Method	Backbone	Epochs	mAP	Note
PaQ-Deformable-DETR	ResNet-50	12	+1.5-2.0%	Consistent improvement
PaQ-DN-DETR	ResNet-50	12	+1.5-2.0%	Consistent improvement
PaQ-DINO	ResNet-50	12	+1.5-2.0%	Consistent improvement
PaQ-DINO	Swin-L	12	+Gain	Effective for large backbones

Ablation Study¶

Configuration	mAP Change	Note
+ Pattern Dynamic Query	+ Gain	Enhanced query adaptability
+ Quality-Aware Assignment	+ Gain	More sufficient supervision
+ Both Combined	Optimal	Synergistic effect
Gini Coefficient Comparison	Lowered from 0.97	More balanced query utilization

Key Findings¶

PaQ-DETR consistently improves several DETR variants by 1.5-4.2% mAP, demonstrating strong generalizability.
Visualizations show that dynamic patterns semantically cluster across different object categories, validating the interpretability of patterns.
Quality-aware assignment is more effective than fixed-\(k\) assignment as it adapts to the distribution of prediction quality.
The reduction in the Gini coefficient directly confirms the mitigation of query utilization imbalance.

Highlights & Insights¶

The unified perspective viewing query representation and supervision balance as the same problem is profound—both stem from the structural constraints of one-to-one matching.
Gradient sharing via shared patterns is a simple yet powerful mechanism—gradients from matched queries flow to all queries via the base patterns.
The method is completely lightweight, requiring no additional decoders or inference overhead.

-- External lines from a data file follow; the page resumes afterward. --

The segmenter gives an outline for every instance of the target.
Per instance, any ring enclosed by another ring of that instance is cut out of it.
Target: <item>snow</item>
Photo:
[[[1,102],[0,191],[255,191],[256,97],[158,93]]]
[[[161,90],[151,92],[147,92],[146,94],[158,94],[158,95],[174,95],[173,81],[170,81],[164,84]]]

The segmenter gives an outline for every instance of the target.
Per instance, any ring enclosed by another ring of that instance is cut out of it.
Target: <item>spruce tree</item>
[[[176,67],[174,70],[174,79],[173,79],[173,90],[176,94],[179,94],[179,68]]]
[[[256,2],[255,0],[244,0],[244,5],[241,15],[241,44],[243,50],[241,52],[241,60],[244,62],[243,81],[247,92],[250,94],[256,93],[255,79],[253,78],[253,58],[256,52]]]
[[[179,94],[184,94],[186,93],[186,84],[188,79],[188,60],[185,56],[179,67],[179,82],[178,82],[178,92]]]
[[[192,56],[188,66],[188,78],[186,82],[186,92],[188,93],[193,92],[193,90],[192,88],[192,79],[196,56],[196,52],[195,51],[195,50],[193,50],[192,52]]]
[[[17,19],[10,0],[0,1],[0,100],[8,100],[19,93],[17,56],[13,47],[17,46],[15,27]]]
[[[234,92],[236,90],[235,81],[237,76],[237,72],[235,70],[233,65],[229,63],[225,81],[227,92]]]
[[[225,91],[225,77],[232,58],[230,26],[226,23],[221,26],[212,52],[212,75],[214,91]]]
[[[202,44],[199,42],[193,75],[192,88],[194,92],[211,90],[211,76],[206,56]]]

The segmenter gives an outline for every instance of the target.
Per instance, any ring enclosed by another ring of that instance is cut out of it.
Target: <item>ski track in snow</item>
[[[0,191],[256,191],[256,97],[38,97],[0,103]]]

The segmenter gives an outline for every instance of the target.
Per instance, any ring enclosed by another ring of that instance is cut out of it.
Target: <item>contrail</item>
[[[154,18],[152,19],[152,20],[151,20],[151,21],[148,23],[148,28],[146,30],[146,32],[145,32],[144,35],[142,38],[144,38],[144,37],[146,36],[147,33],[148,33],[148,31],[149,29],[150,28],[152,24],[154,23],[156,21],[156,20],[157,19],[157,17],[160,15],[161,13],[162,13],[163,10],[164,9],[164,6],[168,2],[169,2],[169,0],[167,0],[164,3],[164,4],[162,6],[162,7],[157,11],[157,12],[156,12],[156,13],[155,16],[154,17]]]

Limitations & Future Work¶

The number of base patterns \(m\) requires hyperparameter tuning (experimental results suggest 48-64 works best).
Quality-aware assignment adds a small amount of training time (matching computation), but inference remains cost-free.
Improvement is more significant on smaller datasets like CityScapes, with diminishing marginal returns on very large datasets.

vs DDQ-DETR: Uses static basis combinations to construct queries but doesn't depend on image content. PaQ uses encoder features to generate weights dynamically.
vs Co-DETR: Introduces auxiliary branches for positive samples but requires extra decoders. PaQ's quality-aware assignment has no extra inference overhead.
vs DINO: DINO relies on pure learnable queries + denoising training, while PaQ improves both query representation and supervision.

Rating¶

Novelty: ⭐⭐⭐⭐ Unified perspective is novel, though components build on prior work.
Experimental Thoroughness: ⭐⭐⭐⭐⭐ Various backbones + DETR variants + datasets + Gini analysis.
Writing Quality: ⭐⭐⭐⭐ Thorough problem analysis and rigorous experimental design.
Value: ⭐⭐⭐⭐ Practical contribution to DETR optimization with a plug-and-play design.